The university relieved the faculty members after the vice chancellor received a letter from the chief minister’s secretariat on July 21 carrying signature of the deputy secretary at the CM secretariat, Ghulam Murtaza Shaikh, urging him to relieve certain faculty members of their duties for two years so that they could join the new college, said sources in the university.

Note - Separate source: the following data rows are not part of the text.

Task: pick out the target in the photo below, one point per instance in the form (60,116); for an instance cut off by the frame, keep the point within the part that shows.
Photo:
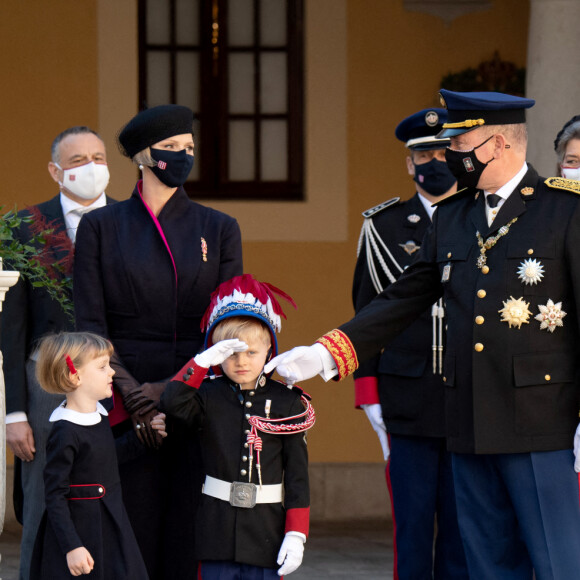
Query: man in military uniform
(502,252)
(403,386)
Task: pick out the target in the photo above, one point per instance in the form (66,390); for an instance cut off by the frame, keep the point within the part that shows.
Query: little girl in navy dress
(85,529)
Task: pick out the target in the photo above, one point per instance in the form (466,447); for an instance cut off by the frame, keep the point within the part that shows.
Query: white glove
(299,364)
(375,417)
(577,450)
(219,352)
(291,553)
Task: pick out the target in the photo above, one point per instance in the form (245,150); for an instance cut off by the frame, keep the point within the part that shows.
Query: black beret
(574,119)
(153,125)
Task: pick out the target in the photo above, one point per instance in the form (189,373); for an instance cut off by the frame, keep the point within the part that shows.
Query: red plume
(246,284)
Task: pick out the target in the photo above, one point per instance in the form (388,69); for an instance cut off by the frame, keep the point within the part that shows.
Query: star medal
(531,272)
(410,247)
(515,312)
(550,315)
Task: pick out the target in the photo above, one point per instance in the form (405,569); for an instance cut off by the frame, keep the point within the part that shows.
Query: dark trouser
(235,571)
(420,482)
(519,514)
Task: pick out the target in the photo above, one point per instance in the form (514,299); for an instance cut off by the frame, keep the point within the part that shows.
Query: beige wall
(369,64)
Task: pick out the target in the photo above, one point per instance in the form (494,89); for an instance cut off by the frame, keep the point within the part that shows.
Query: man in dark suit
(403,386)
(79,166)
(502,252)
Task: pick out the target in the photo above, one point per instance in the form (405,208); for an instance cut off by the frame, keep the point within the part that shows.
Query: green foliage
(31,259)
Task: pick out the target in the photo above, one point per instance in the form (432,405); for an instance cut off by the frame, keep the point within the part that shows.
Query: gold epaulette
(572,185)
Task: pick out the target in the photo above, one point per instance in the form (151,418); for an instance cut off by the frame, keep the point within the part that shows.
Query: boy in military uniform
(254,512)
(403,386)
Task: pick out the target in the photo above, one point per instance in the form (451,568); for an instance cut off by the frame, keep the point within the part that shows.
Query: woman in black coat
(144,272)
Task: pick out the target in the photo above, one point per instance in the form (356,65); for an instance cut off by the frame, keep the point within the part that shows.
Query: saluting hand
(219,352)
(80,561)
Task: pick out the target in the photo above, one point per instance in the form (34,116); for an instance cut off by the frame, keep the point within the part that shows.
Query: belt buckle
(243,494)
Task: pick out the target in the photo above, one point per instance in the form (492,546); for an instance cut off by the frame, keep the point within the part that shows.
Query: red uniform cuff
(297,520)
(191,374)
(366,391)
(341,350)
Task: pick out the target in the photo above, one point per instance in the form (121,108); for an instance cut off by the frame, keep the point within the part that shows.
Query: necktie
(79,212)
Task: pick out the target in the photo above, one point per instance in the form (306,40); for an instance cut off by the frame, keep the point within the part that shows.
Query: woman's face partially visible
(176,143)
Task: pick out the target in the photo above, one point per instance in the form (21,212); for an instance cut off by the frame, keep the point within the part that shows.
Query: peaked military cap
(467,111)
(419,131)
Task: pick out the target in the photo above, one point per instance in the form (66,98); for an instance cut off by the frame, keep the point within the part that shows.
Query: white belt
(242,494)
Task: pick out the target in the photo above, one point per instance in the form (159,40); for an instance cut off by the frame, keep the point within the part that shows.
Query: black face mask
(466,166)
(172,167)
(434,177)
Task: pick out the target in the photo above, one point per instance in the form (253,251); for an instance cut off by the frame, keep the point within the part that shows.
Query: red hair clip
(69,364)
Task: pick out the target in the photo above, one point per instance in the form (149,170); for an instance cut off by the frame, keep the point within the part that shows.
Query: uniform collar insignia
(410,247)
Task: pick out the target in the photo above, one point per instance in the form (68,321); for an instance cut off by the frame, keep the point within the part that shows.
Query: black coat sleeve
(399,304)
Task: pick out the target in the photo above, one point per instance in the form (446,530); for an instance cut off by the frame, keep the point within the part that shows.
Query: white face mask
(87,181)
(571,172)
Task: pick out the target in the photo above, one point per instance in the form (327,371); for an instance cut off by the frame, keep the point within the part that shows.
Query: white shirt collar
(506,190)
(61,413)
(69,204)
(71,219)
(428,205)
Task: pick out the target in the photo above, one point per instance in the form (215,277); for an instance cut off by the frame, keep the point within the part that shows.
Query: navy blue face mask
(172,167)
(434,177)
(466,166)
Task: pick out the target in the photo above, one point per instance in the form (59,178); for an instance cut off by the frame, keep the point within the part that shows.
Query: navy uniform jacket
(30,313)
(411,395)
(508,390)
(148,302)
(220,409)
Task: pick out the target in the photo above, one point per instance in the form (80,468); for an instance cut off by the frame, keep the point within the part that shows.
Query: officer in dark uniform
(404,384)
(502,252)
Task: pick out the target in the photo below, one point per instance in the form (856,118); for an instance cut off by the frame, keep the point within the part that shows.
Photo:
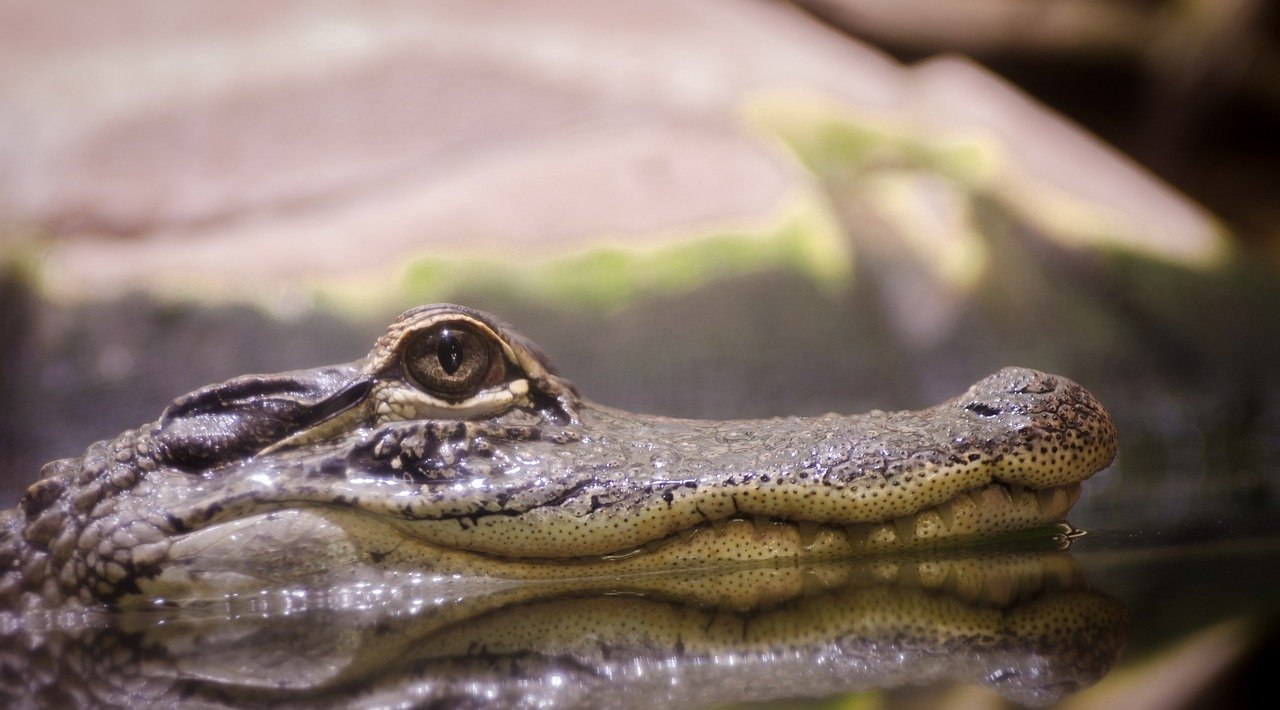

The apprehension the council might de-recognise the university and its constituent colleges over acute shortage of teaching faculty prompted the VC to write a letter to the chief minister, requesting him to lift the ban on appointments in the university.
SMBBMU VC Prof Dr Ghulam Asghar Channa said in the letter dated Aug 28 that it was his fourth letter, he had earlier written to the CM in May, June and July about deteriorating state of affairs at the university due to the ban on appointments, and about the fear the council could de-recognise the university.
He said: “We are unable to achieve the goal because of acute shortage of staff in the constituent colleges, administrative departments and offices.” Besides, the existing staff was being lured away by the new colleges, he said.
The PMDC had already warned that the Chandka Medical College, Larkana, would not be recognised because of deficiency of faculty. The council had not granted recognition to Bibi Assefa Dental College, Pakistan Nursing Council, Islamabad, had not recognised the Benazir Institute of Nursing and Community Health Sciences while the Pharmacy Council of Pakistan had refused to recognise the pharmacy department while one batch of Ghulam Mohammad Mahar Medical College, Sukkur, had been de-recognised by the PMDC, he said.
The VC said the Institute of Health and Management Sciences had been shut down after the Higher Education Commission, Islamabad, de-recognised it. Besides, the unattractive environment at the university was forcing trained teaching faculty and staff to leave for greener pastures, he said.
The VC requested the chief minister to immediately lift the ban on appointments so as to enable the university to meet the minimum number of faculty required by the council, said sources in the university.
But despite the acute shortage of faculty, the SMBBMU management could withstand the pressure which came in the form of a letter from the CM secretariat and relieved 12 of its senior faculty members, including professors, associate professors and assistant professors who were serving in the departments of surgery, medicine, orthopaedic, radiology, bio-chemistry, forensic medicine, physiology and urology at the CMC and GMMMC.
The sources said that at a recent meeting the syndicate had earlier refused to allow those faculty members to go whose names were recommended by the health secretary for the Khairpur Medical College on June 13. But the university management did as it was asked by the CM secretariat.
Dr Ikram Tunio, general secretary of Larkana chapter of the Pakistan Medical Association, said that allowing senior faculty members to leave would be tantamount to ruining the old institutions at the cost of new ones. Unfortunately, he said, the SMBBMU was the only institution in Sindh where a ban had been imposed on new appointments.